AO Edited
New Mexico Mystery Stone
On the side of a remote mountain, a stone face bearing an inscription of mysterious origin.
The Mystery Stone, also known as the Decalogue Stone, is located on a mountain in the remote desert of West-Central New Mexico. The stone face bears an inscription written in what some believe to be an extinct language, alternately identified as a form of Paleo-Hebrew or as Cypriotic Greek.
The stone was first acknowledged in literature in 1933 by famous New Mexico archaeologist Frank Hibben, who wrote of encountering the stone on a guided tour by an individual who claimed to have first discovered the stone in the 1880’s. The inscription’s alleged existence in the late 1800’s would place the inscribing before the modern scientific rediscovery of both Paleo-Hebrew and Cypriotic Greek. However, the inscription may well be Phoenician, a script well known at the time.

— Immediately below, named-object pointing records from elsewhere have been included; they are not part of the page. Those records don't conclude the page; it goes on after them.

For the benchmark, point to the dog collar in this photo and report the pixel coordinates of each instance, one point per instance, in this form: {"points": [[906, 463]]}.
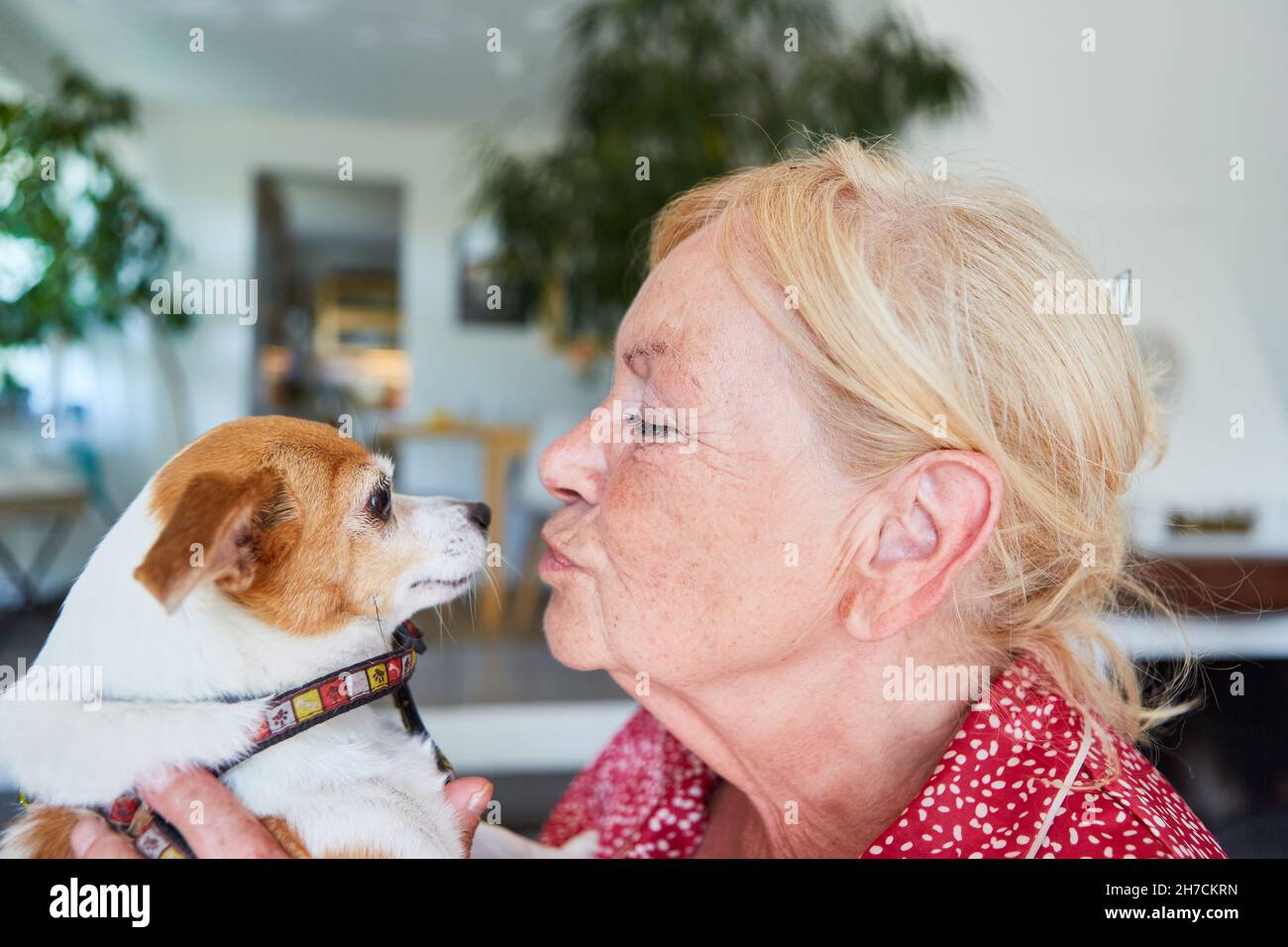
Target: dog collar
{"points": [[288, 714]]}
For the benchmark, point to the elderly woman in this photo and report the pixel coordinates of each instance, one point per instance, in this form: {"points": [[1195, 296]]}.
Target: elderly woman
{"points": [[858, 462]]}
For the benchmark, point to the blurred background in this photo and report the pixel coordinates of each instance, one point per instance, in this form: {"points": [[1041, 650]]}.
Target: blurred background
{"points": [[425, 219]]}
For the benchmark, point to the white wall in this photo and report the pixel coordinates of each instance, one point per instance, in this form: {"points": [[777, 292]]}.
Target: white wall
{"points": [[1129, 149]]}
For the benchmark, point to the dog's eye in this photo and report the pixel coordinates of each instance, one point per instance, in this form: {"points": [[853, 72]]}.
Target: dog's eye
{"points": [[380, 502]]}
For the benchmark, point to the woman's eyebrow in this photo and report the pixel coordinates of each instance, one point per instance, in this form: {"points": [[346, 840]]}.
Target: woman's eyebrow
{"points": [[664, 350]]}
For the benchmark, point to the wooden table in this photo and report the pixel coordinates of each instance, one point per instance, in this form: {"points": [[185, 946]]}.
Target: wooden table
{"points": [[502, 445]]}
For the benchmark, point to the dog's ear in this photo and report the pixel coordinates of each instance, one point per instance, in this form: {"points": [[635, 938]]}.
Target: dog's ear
{"points": [[211, 534]]}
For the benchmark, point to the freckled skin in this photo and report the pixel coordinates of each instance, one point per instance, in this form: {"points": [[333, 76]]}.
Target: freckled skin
{"points": [[684, 558], [771, 673]]}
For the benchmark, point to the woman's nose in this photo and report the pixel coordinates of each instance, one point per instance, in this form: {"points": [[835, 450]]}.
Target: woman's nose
{"points": [[574, 467]]}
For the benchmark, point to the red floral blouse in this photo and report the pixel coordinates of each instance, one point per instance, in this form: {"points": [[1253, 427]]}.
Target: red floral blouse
{"points": [[1017, 783]]}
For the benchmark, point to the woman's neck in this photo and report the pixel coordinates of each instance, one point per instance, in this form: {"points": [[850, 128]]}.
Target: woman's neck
{"points": [[814, 761]]}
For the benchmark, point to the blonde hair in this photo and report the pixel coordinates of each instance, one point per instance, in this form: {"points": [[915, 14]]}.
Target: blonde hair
{"points": [[915, 329]]}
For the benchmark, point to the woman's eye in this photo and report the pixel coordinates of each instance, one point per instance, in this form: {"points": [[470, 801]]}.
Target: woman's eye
{"points": [[380, 502], [649, 428]]}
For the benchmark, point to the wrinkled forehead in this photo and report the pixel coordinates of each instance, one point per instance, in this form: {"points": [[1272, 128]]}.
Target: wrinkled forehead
{"points": [[692, 328]]}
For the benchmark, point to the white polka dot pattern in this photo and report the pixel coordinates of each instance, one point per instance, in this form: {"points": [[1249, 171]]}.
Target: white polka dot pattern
{"points": [[1004, 789]]}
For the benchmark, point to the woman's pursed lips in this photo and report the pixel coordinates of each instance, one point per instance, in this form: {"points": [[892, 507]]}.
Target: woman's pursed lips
{"points": [[554, 560]]}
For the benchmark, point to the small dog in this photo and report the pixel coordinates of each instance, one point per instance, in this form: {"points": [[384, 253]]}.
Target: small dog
{"points": [[265, 556]]}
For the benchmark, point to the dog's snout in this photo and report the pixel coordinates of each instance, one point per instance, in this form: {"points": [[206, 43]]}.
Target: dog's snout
{"points": [[480, 514]]}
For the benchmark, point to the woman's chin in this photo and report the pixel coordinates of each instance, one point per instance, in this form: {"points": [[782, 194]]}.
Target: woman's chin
{"points": [[571, 637]]}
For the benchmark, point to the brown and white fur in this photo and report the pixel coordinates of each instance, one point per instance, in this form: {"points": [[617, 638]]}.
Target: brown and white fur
{"points": [[299, 571]]}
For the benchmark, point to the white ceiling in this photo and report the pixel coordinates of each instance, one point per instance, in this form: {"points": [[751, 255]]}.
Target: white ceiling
{"points": [[421, 59]]}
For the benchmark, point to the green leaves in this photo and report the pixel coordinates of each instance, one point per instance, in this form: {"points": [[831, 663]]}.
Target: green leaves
{"points": [[698, 89], [64, 202]]}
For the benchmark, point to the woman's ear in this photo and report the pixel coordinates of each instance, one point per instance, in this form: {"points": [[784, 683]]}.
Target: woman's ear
{"points": [[211, 534], [928, 525]]}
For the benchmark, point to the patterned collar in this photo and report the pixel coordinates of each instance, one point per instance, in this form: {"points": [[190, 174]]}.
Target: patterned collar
{"points": [[290, 712]]}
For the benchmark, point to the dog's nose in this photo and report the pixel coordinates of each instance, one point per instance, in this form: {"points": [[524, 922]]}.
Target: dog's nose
{"points": [[480, 514]]}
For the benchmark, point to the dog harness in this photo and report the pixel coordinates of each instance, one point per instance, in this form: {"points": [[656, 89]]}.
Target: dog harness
{"points": [[288, 714]]}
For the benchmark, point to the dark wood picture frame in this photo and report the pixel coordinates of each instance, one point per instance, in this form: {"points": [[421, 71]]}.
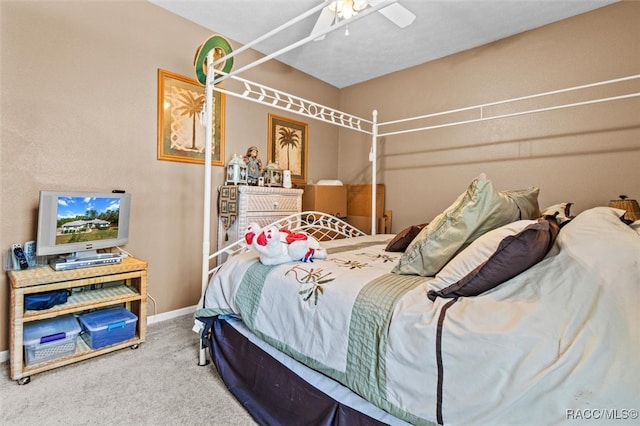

Proponents of the inscription being in Paleo-Hebrew claim that it is a record of the Judeo-Christian Ten Commandments, based on a 1949 translation by Harvard scholar Robert Pfeiffer. In 1979, a University of New Mexico epigrapher named Dixie Perkins put forth the theory of the inscription as Cypriotic Greek, used around 500 BC in the Mediterranean region. In Perkins’ translation, the stone reads as a report from an explorer or warrior named Zakyneros, who has become isolated in the wilderness and now struggles to survive.
Many others however, believe the stone to be a hoax perpetrated by Hibben himself, much of whose work has been shown to have been fabricated to show support for the idea of ancient pre-Colombian contact, and even for pre-Clovis peoples in North America. A number of the other people involved in dating and examining the stone also have connections to academically questionable figures such as Barry Feel, another proponent of ancient pre-Columbian contact theories, thus calling much of the examination of the stone into question.
The stone can be accessed via a short hike from the highway. No interpretative materials are featured at the site.